Setelah satu kembang api itu meluncur di langit, suara gemuruh mulai berdatangan. Langit dipenuhi dengan kembang api yang indah. Ini puncak festival musim panas.

"Cantik ya." Ungkap [Name] menoleh menatap Kenma. Kenma terkejut melihat darah yang mengering di sekitaran bawah hidung [Name].

"Ehem." Kenma berdiri kemudian berjalan masuk ke kamar [Name]. Dia mengambil tisue beberapa helai lalu membasahinya dengan air minum. Dia kembali lalu mengusap wajah [Name] dengan tisue itu.

"Jangan jorok." Ucapnya setelah membersihkan bercak darah di wajah [Name].

"Okeh." [Name] memberikan jari jempolnya.

"Lanjut." Suruh Kenma menatapi wajah [Name] sambil memangku tangannya. Dagunya diletakkan di atas jari-jari lentik itu.

"Aku juga pernah bikin orang masuk rumah sakit. Ahahaha. Jadi ya-"

~

"Cewek sialan itu bikin gue dibentak sama Nando anj*ng." Gadis itu terus mengumpat sambil menyesap rokok yang bertaut di antara jarinya.

"Hahaha... Maklum lah, kan kita udah tau dia cewek kegatelan."

"Kayak emaknya."

"Haha. Kan bapaknya juga ogah lagi sama emaknya. Udah matre, sering selingkuh. Wajarlah kalo bapaknya milih cewek lain."

"Yakan, jadinya ngga aja yang ngajarin norma. Hahahaha. Diajarin sama emaknya doang. Mending ya- PLAK."

Gadis itu dibuat memalingkan wajahnya oleh tamparan keras yang diberikan [Name].

"Iya deh, lo bisa ngomong gitu soalnya lo juga diajarin jadi berandalan sama emak Lo. Yang jadi pelakor itu loh."

"PLAK"

"Lo ya, udah gue PLAK diemin tapi nambah PLAK jadi. Emak gue apa urusannya sama Lo hah? PLAK" Wajah gadis itu memerah dibuatnya. [Name] menajamkan matanya menatap rendah gadis yang lebih pendek darinya itu.

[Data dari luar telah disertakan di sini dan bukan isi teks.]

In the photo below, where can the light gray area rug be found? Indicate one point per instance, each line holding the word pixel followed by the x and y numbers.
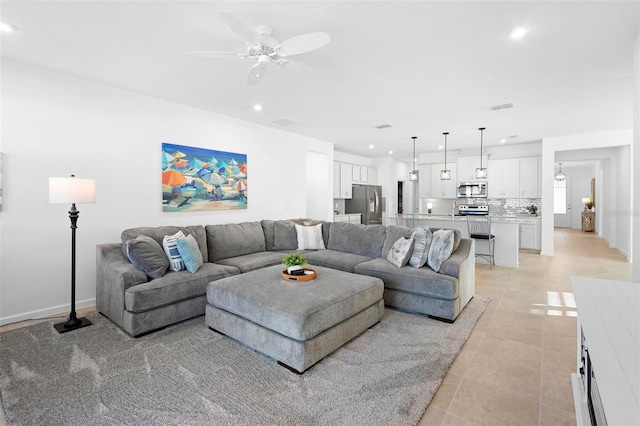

"Emang bener kan? Emak Lo ngga mau pisah karena duit. Bolak balik ganti cowok. Sejujurnya bapak gue beruntung banget bisa dapetin ibu gue." Ucap saudara tiri [Name] itu dengan lancar.

"Waduh, ada anak pelakor bangga nih. Ngga malu sama temen Lo? Najis banget Anj*ng. Mau di tahan gimana juga bikin jijik. Pengen muntah. Sialan anak anj*ng ini." [Name] memiringkan kepalanya. Sungguh, manusia menyebalkan. Didiamkan berkoar di belakang malah tambah jadi. Rasanya dia ingin melompat-lompat sambil menampar-nampar seisi toilet saat ini.

"Gue bakal laporin lo ngebully Amel." Ancam mantan temannya dulu. Temannya dulu sebelum si dominan tidak sepaham dengannya dan sebelum anak ibu tirinya ini pindah kesini. Bila diingat, ingin rasanya [Name] meminta kembali uangnya.

"Tindak kekerasan di sekolah itu ngga boleh loh. [Name]. Ini termasuk bullying." Si dominan angkat bicara.

"Hah? Gue? Ngebully Lo pada? Ha? Ga kebalik?" [Name] mendekat ke arah gadis itu. Dia mengambil pelan tangan gadis itu. Gadis itu langsung menarik kembali tangannya namun ditarik dengan kasar oleh [Name]. Dia menekan lengan itu dengan kukunya sekuat tenaga lalu menarik dengan cepat membentuk luka yang cukup dalam.

"AARGH. [NAME] GILA!" Pekik gadis itu segera menarik kembali tangannya.

~

"Jadi ya, hmm... Kayaknya bukan gara-gara aku sih. Dia bikin luka sendiri trus ke rumah sakit sendiri. Eh, tapi ngga nyalahin diri sendiri. Nyalahin orang. Aku kan cuma cakar dikit." [Name] mengingat kembali kejadian itu. Mengingat dia dulu pernah menampar dan mencakar dua orang itu sudah cukup membuatnya merasa bangga.

"Bagaimanapun, ngga boleh pakai kekerasan di sekolah." Ujar Kenma. Tangannya menepuk kepala [Name] pelan. Tangannya kemudian mengacak-acak rambut pirang gadis itu dengan gemas.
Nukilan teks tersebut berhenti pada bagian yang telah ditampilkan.